With the new async syntax in Python 3.5, defining asynchronous functions has become a lot simpler. In this article, I will demonstrate a simple example for this new feature.
It will involve pulling a set of homepages of popular websites and
displaying the first 10 characters of every HTTP response. The example will utilize the awesome aiohttp library. Make sure that your machine has aiohttp and Python 3.5 installed.
A Traditional, Synchronous Approach
First, let’s take a look at how this would have been solved in a naive, synchronous fashion. Let’s define our set of URLs that we want to retrieve.
sites = [
'https://www.google.com',
'https://www.yahoo.com',
'https://www.bbc.co.uk',
'https://en.wikipedia.org',
'https://de.wikipedia.org',
'https://news.ycombinator.com',
'https://www.tagesschau.de',
]
FORMAT_STRING ="{site.url:<30.30}: {site.text:.10} in {site.elapsed}s"
We also need some logic to retrieve the pages.
from requests import get
def get_site_snippet(site):
return FORMAT_STRING.format(site=get(site))
def main():
for site in sites:
print(get_site_snippet(site))
main()
Once we run our example, we will see the following response
https://www.google.com/ : <!doctype in 0:00:00.798940s
https://www.yahoo.com/ : <?xml vers in 0:00:00.883083s
http://www.bbc.co.uk/ : <!DOCTYPE in 0:00:01.479646s
https://en.wikipedia.org/wiki/: <!DOCTYPE in 0:00:00.172367s
https://de.wikipedia.org/wiki/: <!DOCTYPE in 0:00:00.166793s
https://news.ycombinator.com/ : <html op=" in 0:00:01.464526s
https://www.tagesschau.de/ : <!DOCTYPE in 0:00:00.991291s
So far so good. But knowing how this kind of code works, we quickly realize that a lot of time is being spent waiting for and being blocked by external resources. Usually, HTTP servers take their time to respond, and depending on a multitude of factors, results are almost always not being delivered instantly.
Since one HTTP request has to be finished in order to execute the next HTTP request, our program will lose a considerable amount of time being blocked by an external resource. This is also known as an I/O bound computation.

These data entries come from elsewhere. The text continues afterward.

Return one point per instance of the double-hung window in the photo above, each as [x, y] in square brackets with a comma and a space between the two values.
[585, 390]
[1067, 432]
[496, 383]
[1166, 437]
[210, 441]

By interleaving the execution of several function calls at once, we will be able to save a considerable amount of time. In our example, this would mean that while one function call is busy retrieving HTTP results, another function call can already get the next site name and initiate the next HTTP request.
Async All The Things
We are going to execute the same task, but with a twist. Instead of
synchronously executing the get_site_snippet
function, we are going to
asynchronously get all website results and join the results in the end. Let’s
take a look at how to achieve that.
from asyncio.client import get
async def async_get_site_snippet(site):
response = await get(site)
content = await response.read()
return FORMAT_STRING.format(site=content)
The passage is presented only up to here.